I’m intrigued by the balance between God often being portrayed as omnipotent and omniscient, yet will also display human-like flaws, emotions, and shortcomings. This leads to an interest in the internal methods in which people reconcile these double standards with the non-faith side of their intellect. In the Pima creation story, The Creator tries to make something, like ants, but it turns out that they don’t accomplish the purpose he put them there for. The same thing happens when he tries to make people, his recipe went wrong and all they want to do is smoke.
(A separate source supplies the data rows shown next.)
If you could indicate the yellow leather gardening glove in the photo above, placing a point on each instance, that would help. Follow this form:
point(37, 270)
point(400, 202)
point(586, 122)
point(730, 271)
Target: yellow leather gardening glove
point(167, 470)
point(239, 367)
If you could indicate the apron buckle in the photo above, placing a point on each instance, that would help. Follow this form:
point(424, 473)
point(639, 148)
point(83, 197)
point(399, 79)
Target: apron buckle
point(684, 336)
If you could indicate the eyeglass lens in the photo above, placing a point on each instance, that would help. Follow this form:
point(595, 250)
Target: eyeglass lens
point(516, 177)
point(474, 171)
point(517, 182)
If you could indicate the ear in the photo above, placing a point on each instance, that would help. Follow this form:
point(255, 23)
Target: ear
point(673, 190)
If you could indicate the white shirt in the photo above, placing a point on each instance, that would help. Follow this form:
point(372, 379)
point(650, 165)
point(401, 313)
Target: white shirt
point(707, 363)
So he scraps the idea like a balled up piece of paper. Does God get writers block? “Bah, that’s no good at all!” The omnipotent God is more deeply associated with the Christian God, but there are plenty of examples when he behaves in a way that’s humanly passive aggressive, or at least it makes me think: really, you couldn’t have figured out a better way to accomplish this or send your message? In the Sodom and Gomorrah story, there are people in the cities that don’t obey God’s lifestyle laws, so he kills the whole city with fire, including all the God fearing residents. Was there no other way to teach the deserving people a lesson with the unlimited creativity and resources that God is famed to have?
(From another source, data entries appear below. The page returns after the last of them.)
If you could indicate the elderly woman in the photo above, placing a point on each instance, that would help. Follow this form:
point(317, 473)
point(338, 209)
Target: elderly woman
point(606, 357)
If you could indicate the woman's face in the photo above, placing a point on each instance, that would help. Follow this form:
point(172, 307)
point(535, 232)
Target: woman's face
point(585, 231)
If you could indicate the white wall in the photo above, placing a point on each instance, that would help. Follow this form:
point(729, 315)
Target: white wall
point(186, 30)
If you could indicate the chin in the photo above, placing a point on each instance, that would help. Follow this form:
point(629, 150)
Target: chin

It’s possible that the Pima people actually register their creation story’s imperfection and acknowledge it as a quality inherent in the world… even God himself isn’t perfect? – which I think leads to a healthier, more realistic expectation and perception of the world, and especially the environment, that the world wasn’t designed as an infinitely self-restocking country club. When there’s less of an image of ‘perfection’ being drilled into your head, you’re less likely to want to escape reality… or live only for the afterlife. Arrested Development is a music group that wrote a song called Fishin 4 Religion, part of the lyrics go … “Pastor tells the lady it’ll be alright, just pray so you can see the pearly gates so white… But the word cope and the word change is directly opposite, not the same… She should’ve been trying to change her woes, but the pastor said ‘pray to cope with those’”. http://www.youtube.com/watch?v=ZKyuZgseyQ4 .
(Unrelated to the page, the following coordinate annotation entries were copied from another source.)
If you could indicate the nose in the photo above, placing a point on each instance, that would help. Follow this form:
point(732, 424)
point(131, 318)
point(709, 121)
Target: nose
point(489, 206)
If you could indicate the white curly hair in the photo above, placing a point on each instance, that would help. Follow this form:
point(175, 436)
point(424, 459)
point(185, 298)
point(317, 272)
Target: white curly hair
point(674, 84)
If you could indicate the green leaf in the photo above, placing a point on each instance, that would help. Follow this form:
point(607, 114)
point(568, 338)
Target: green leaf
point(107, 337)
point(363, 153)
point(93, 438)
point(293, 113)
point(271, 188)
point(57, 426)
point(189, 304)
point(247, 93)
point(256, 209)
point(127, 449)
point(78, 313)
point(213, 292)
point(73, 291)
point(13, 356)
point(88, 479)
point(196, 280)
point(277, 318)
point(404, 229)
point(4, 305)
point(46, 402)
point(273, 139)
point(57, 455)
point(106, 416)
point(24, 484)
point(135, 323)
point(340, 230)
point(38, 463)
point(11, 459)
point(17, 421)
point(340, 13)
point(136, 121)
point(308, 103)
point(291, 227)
But I think embedded in the Christian tradition is a sense that even though humans were given dominion in Genesis, God has ALL this control over nature and he can do absolutely anything he wants, like engulf a wicked city in flame, or chop down a mountain with the side of his hand like a voodoo child, or make a mountain instead! This was before geological sciences revealed fault lines though. So as technology built on itself, and the potential to steer toward a more cautious and inquisitive path was there, it was blanketed by the constant narrative to turn away from eco-centric thinking, rooted in the idea that we control God’s land, but God controls what happens to it.
Between Genesis and Pima’s creation story, I fond the link between the two deities ending at the very mark of “perfection”. What you wrote about God’s unremarkable ability to never make mistakes is true. It would be unhealthy to believe this unrealistic notion. And even more so, to not act on the unfortunates of our own lives would be silly. Prayer is but only an observation to taking action.